Потому что она всегда была добра к нему. Мужчина, суровый, безжалостный судья, просто полагался на него – что он будет вести себя определенным образом и получать за это столь же определенное воздаяние; так же и он мог положиться на мужчину – что тот определенным образом будет реагировать на определенные его поступки и проступки. В женщине было дело – с ее женским влечением и склонностью к секретам, к тому, чтобы грешком приправить самое ерундовое и невинное занятие. За отставшей доской в стене его чердачной комнаты она спрятала в жестянке немного денег. Деньги были пустячные и прятались, понятно, не от кого иного, как от мужа, хотя мальчик думал, что мужу было бы все равно. Для него же это никогда не было секретом. Когда он был еще ребенком, она тайком приглашала его с собой на чердак, кралась туда со всяческими предосторожностями, как в ребячьей игре, и добавляла к своему кладу жалкие, считанные пяти– и десятицентовики (плоды невесть каких мелких уловок и обманов, против которых никто на свете и возражать бы не стал), а он смотрел серьезными круглыми глазами, как падали в жестянку монеты, в достоинстве которых он даже не разбирался. Это женщина доверялась ему, навязывала свое доверие, как навязывала свои кушанья: заговорщицки, тайком, делая тайну из тех отношений, которые этот акт доверия должен был подтверждать.
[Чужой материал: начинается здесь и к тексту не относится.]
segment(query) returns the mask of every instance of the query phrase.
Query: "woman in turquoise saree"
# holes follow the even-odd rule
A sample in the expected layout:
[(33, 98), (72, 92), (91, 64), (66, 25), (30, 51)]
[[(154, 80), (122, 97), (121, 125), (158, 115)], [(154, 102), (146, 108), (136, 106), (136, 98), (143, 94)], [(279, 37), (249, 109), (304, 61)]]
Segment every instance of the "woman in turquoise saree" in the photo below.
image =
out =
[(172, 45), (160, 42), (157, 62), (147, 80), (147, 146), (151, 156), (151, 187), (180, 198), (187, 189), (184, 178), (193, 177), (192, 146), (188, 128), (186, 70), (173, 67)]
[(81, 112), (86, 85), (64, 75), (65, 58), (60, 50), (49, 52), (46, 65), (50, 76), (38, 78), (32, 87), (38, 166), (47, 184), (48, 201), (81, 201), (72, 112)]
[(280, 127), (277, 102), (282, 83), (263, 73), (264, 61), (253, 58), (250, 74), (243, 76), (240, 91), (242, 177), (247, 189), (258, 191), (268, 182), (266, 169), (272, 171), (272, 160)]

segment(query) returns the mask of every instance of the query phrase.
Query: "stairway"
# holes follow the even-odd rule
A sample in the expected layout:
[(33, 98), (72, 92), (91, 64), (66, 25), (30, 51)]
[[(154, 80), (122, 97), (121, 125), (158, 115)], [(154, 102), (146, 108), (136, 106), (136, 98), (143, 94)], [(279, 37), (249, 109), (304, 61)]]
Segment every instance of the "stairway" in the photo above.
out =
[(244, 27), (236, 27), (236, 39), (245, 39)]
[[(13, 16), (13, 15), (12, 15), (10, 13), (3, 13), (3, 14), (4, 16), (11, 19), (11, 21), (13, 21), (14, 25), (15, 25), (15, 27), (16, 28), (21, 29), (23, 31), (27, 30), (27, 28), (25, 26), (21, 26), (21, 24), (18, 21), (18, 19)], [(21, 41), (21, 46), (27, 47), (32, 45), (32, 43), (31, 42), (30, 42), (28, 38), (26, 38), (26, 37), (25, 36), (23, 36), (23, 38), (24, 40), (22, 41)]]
Дело было не в тяжелой работе, которую он ненавидел, не в наказаниях и несправедливости. С этим он свыкся еще до того, как узнал их обоих. Ничего другого он не ждал: это его не удивляло и не возмущало. В женщине: ее мягкость и доброту, чьей жертвой, казалось ему, он обречен быть всю жизнь, – вот что ненавидел он пуще сурового и безжалостного суда мужского. «Она хочет, чтоб я заплакал», – думал он, когда лежал на своей кровати, закинув руки за голову, холодный, окоченелый, в полосе лунного света, и слышал настойчивое бормотание мужчины, долетавшее до его комнаты по дороге к небу. «Хотела, чтоб я заплакал. Тогда, думает, он у нас в руках».
8
Двигаясь бесшумно, он достал из тайника веревку. Один конец был заранее завязан петлей, чтобы закреплять в комнате. Теперь он мог моментально спуститься на землю и подняться обратно; теперь, после года с лишним упражнений, он умел, ни разу не коснувшись стены, взлететь по веревке с тенеподобной легкостью и проворством кошки. Он высунулся из окна, и отпущенный конец прошелестел вниз. В лунном свете веревка выглядела не толще паучьей нити. Затем, подвесив связанные ботинки сзади к поясу, он съехал по веревке, пронесшись, как тень, мимо окна, за которым спали Макихерны. Веревка висела прямо перед окном. Он оттянул ее вбок по стене и привязал. Потом прошел под лунным светом к хлеву, взобрался на сеновал и вытащил из тайника новый костюм. Костюм был аккуратно завернут в бумагу. Прежде чем развернуть его, он ощупал складки бумаги. «Нашел, – подумал он. – Пронюхал». И шепотом произнес: «Сволочь. Гад».